According to the above embodiment, providing the coking rate prediction model for predicting the coking rate allows an operator to recognize the status of the coking rate of the dehydrogenation process, in particular at least 60 days in advance, thereby the operator can improve the production process before the problems arise. For examples, the problems that the dehydrogenation process stopped by the coking rate being too high or high coking rate causing a short run-length of the process can be monitored and avoid.

Sending real-time data of the production parameter data into the process efficiency analysis model gives the advantage that the accuracy of the product yield prediction model and the coking rate prediction model to be rechecked by comparison with the actual product yield.

The adjustment of an accuracy of the real-time data of the production parameter data using a mass balance method and a heat balance method results in more accuracy for prediction.

Using the machine learning processing unit in the model according to the present invention results in more efficient and faster prediction.

Optimizing the used real-time data of the production parameter data in both the product yield prediction model and the coking rate prediction model can improve the current operating process and prevent short run-length of the operating process in the future.

According to the present invention, the abnormal data in the filtering step is data having a distribution outside a predetermined distribution range. Filtering the data in the above fashion allows historical data of a plurality of production parameter data to be corrected and a better representation. Examples of such data include the collected data at the time of the machine's malfunction or the time of the sensor's malfunction or human error in manual estimation and recording of the production parameter data.

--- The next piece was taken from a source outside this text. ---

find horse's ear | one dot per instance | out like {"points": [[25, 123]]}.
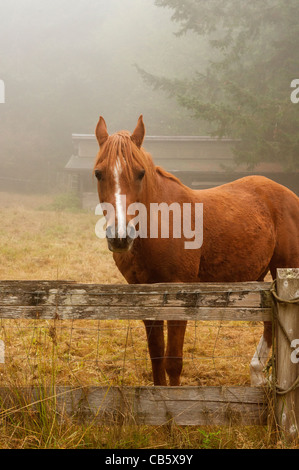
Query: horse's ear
{"points": [[139, 132], [101, 131]]}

For an embodiment of this invention, the feed condition parameter data, the process parameter data, and the catalyst parameter data are used to define a relation for developing the product yield prediction model and the coking rate prediction model. However, it is not necessary to use all those data. The product yield prediction model may opt to use any one of the feed condition parameter data, the process parameter data, and the catalyst parameter data. Similarly, the coking rate prediction model may opt to use any one of the feed condition parameter data, the process parameter data.

In more specific embodiment of this invention, developing a product yield prediction model and a coking rate prediction model comprises the steps of:

    • ranking the relevant historical data of the production parameter data using Pearson correlation method;
    • selecting the ranked production parameter data using Pearson correlation coefficient;
    • developing the product yield prediction model and the coking rate prediction model with the selected production parameter data using a linear regression method by the machine learning processing unit; and
    • adjusting an accuracy of the product yield prediction model and the coking rate prediction model such that a prediction error value does not exceed a predetermined value, for example, the predetermined value of the prediction error value being less than 5%.

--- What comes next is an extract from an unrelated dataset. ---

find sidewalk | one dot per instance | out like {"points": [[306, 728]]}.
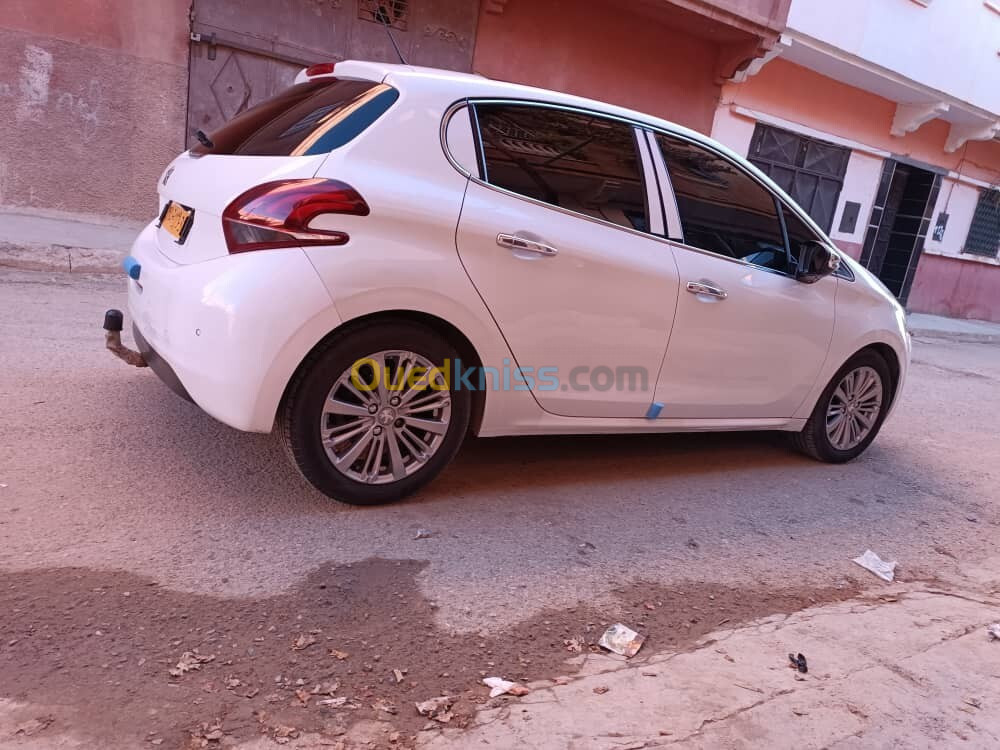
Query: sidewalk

According to this invention, the above steps are primarily performed to prioritize data based on magnitude and direction for use in selecting data and then to be tested and corrected to obtain the model having the predetermined prediction error value.

Preferably, the product yield prediction model and the coking rate prediction model are based on a general linear equation.

From above, using the general linear equation has advantages that the equation is simple and less complicated to execute which can be applied on many platforms with minimum implementation cost.

Examples of the feed condition parameter data can be those selected from at least one of a hydrogen concentration, a hydrocarbon concentration, a hydrogen to hydrocarbon ratio, and a flow rate of an anti-coking catalyst and corrosion inhibitor.

Examples of the process parameter data can be those selected from at least one of a reactor inlet temperature, a fuel gas pressure, a percentage of oxygen excess in radiation zone of heater, total combined feed rate, and a lift gas velocity.

Examples of the catalyst parameter data can be those selected from at least one of a catalyst circulation rate, a volume of fine catalyst, an accumulation of fine catalyst, a top-up volume of catalyst, a catalyst regeneration temperature and a flow rate of a catalyst dispersing agent.

The parameter selection is not limited to those specified and the choice of data may be increased as appropriate.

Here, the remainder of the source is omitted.